OMG I have just come back from an evening cruising in a motor boat alongside the swaps of the Amazon looking out for caimans, alligators and Anacondas! An 18hr rocky unstable bus journey from La Paz we had arrived in Rurrenbeque at 6am. We managed to get on a 3day Pumpas jungle tour. After a quick breakfast we were back on the road for another 3hrs to Santa Rosa here we had lunch and then made our way to the motor boast – nothing special just plain boats made our of wood. We took a nice long boat trip during the afternoon alongside the swaps where I saw my 1st Pink dolphin, I also a range of bird such as hawks, eagles and a Toucan not forgetting the cute little monkeys. We finally made it to our hostel – which are wooden rooms balanced on silts. I was welcomed by a little frog whilst I was on the toilet lol and the showers are perfect – cold as the heat here is so hot and muggy! I got to see the sun set from our hostel which you can imagine just looked out of this world – I’m in the Amazon baby and watching the sun set! After dinner we headed off for a night watch looking out for those alligators, caimans and other cold blooded animals. The 1st thing that caught my eye was the amount of stars that were brightly lit up, millions of them – they had clearly formed a milky way and apparently the brightest star was Venus! You could hear all sorts of weird and scary noises and in the distant I could see these red round circles just glistening against the waters – I got to see my 1st caiman! The boat engine switched off at random times and all you could see (with a spot light) were mirror like reflections of the surrounding settings – the trees and in the distant you could see the entire sky being lit up by lightning! An amazing evening I can not wait for tomorrow!

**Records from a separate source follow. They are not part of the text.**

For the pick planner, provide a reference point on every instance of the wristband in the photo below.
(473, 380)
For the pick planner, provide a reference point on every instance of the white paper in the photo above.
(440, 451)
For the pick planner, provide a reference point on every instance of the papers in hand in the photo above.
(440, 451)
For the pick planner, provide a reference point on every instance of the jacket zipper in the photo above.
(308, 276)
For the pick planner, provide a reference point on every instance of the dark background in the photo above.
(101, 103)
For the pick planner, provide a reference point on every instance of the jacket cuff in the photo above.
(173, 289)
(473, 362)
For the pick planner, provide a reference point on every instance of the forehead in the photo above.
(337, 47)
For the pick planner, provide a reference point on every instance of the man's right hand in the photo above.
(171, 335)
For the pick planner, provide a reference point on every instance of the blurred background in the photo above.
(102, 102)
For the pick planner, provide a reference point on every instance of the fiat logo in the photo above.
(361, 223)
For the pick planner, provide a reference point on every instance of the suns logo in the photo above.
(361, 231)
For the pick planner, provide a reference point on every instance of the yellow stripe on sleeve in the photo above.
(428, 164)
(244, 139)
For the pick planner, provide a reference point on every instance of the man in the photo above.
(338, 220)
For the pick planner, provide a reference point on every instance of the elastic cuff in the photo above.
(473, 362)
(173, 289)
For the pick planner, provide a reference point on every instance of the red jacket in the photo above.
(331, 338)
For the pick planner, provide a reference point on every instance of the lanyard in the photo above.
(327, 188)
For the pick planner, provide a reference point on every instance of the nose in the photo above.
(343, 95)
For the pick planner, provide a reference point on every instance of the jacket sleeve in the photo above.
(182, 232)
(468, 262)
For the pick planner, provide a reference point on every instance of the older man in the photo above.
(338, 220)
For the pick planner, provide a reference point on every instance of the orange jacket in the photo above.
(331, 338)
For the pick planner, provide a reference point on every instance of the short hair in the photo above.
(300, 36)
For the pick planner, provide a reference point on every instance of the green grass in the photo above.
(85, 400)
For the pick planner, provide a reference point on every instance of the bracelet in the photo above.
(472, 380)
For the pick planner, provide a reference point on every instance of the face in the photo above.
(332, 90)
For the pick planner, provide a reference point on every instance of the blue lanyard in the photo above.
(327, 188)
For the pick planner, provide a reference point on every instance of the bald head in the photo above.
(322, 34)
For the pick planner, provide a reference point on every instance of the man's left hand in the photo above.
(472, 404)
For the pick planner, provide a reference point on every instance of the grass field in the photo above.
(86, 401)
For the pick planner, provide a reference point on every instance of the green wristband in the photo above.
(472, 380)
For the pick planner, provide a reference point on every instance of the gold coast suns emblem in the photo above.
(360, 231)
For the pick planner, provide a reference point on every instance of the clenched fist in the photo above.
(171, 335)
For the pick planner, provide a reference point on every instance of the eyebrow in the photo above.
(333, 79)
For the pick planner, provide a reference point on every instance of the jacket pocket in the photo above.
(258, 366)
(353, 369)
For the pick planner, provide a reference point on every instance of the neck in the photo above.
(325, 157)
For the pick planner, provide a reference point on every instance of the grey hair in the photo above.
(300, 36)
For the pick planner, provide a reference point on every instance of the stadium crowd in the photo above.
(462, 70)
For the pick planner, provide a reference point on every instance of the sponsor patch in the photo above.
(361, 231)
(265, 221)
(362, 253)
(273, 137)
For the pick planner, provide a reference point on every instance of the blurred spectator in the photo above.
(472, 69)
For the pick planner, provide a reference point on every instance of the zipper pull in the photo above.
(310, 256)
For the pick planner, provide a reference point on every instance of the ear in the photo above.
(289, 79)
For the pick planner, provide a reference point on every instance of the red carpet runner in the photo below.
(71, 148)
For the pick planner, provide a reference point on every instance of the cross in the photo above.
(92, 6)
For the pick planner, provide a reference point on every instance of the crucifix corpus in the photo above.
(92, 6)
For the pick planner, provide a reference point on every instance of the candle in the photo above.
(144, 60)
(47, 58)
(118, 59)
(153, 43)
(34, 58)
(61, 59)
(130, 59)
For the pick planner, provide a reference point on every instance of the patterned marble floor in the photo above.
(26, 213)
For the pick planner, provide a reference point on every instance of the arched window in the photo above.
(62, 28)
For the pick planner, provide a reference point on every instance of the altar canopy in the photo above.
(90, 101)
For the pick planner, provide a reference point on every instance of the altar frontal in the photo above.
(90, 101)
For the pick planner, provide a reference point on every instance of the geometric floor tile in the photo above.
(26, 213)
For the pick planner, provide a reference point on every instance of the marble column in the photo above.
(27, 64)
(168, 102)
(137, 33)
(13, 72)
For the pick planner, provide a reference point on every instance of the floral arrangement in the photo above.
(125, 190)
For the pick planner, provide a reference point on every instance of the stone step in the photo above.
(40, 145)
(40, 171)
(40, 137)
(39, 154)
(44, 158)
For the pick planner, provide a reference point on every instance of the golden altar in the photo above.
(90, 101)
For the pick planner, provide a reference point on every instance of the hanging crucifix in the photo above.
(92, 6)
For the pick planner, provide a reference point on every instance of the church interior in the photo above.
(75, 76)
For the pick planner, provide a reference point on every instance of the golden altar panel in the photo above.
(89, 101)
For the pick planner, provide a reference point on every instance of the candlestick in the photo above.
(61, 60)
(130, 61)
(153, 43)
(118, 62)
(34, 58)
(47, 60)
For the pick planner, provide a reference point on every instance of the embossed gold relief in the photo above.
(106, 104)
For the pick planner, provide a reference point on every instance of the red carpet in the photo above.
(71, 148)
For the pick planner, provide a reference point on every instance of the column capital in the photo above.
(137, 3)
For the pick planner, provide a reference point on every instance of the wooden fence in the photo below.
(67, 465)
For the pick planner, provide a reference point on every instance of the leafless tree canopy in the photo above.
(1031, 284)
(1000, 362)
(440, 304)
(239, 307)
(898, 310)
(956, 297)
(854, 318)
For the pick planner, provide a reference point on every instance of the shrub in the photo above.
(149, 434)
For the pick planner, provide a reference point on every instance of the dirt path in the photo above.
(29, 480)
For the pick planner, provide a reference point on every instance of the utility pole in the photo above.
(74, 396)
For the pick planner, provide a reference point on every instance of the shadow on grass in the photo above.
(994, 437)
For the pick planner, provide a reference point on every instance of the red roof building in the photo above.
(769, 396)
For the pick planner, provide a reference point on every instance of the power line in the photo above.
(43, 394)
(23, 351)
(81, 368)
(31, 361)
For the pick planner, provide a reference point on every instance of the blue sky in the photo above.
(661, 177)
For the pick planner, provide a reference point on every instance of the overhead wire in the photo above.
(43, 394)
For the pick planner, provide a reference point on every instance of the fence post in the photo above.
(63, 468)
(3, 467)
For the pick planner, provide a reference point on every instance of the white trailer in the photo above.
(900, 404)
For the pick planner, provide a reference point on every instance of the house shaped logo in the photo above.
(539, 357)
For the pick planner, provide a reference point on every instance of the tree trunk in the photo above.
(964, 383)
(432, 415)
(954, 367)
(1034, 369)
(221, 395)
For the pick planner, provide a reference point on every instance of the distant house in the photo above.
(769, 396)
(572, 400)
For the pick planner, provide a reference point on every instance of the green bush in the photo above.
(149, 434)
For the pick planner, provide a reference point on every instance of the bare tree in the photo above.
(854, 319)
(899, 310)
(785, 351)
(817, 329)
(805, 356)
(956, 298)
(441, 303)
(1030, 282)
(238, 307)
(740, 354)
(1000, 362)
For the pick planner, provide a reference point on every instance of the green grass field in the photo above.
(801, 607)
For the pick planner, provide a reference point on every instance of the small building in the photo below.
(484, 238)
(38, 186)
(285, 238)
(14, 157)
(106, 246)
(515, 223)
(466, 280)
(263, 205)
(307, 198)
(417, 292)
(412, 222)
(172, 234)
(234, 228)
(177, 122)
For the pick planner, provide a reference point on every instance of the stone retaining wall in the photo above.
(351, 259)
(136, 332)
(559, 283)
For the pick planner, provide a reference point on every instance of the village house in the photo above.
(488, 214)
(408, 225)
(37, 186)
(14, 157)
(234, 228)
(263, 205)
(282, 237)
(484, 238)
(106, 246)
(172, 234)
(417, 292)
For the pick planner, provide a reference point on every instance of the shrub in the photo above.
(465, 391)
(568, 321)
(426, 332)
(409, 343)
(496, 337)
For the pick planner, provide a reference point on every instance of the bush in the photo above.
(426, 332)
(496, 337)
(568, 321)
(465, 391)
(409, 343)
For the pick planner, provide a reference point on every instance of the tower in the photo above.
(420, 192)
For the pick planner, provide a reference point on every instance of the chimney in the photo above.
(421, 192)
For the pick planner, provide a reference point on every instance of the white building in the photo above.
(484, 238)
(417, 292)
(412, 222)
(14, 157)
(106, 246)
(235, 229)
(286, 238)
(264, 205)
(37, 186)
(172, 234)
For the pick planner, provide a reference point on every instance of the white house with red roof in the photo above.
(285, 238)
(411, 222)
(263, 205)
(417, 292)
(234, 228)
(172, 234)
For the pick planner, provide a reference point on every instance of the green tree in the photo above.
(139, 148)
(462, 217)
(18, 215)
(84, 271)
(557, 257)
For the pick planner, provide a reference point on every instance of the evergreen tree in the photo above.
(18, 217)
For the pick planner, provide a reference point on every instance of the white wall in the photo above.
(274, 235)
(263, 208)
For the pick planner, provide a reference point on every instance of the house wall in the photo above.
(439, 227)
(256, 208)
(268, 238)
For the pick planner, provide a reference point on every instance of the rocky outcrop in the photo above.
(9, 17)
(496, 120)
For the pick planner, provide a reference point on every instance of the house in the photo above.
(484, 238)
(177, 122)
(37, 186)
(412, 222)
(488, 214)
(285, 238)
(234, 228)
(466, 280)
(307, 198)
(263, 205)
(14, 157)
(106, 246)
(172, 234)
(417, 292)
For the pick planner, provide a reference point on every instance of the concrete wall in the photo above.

Posted by jasdeep_virdee 11:58 Archived in Bolivia Comments (0)

Back to La Paz, Bolivia

semi-overcast 20 °F

Back to Copacabana and looking for our 4hrs or so transport to La Paz. The travellers that I had met going opposite direction to me all told me ‘Good luck with the roads in Bolivia’ and laughed, so I had an idea that they were not going to be great…and they were not lying! Unpaved, rocky, bumpy and the edges of the roads were life threatening! With a population of over 1.5million and a staggering altitude of 3,660m it took me time to fall in love with this city. At 1st you are hit with buildings that cling to the sides of the canyon that spill downwards to the centre. A typical city with loads of commuters, transport, high rise buildings and the amount of people is crazy! Here the local women sport their long plated hair with the smallest bowler hats that literally just sit on their heads, who sell everything from dried llama foetuses (for good karma) to designer shoes. This city does need time for anyone to adjust because at 1st trust me you would prob hate it but because the city is so diverse you would find that each street is different from the other – they tend to have streets that have shops that sell the same things ie pet shops which I found very weird but then again at least you would not need to go and look for bargains! Michael friend (Joey) who lives in La Paz actually took us to the black market to pick up a few bits and pieces which were well cheap he also showed us around the other parts of La Paz. Miraflores seemed to be the more family orientated side and Sopocachi for me seemed to have that posher side to it.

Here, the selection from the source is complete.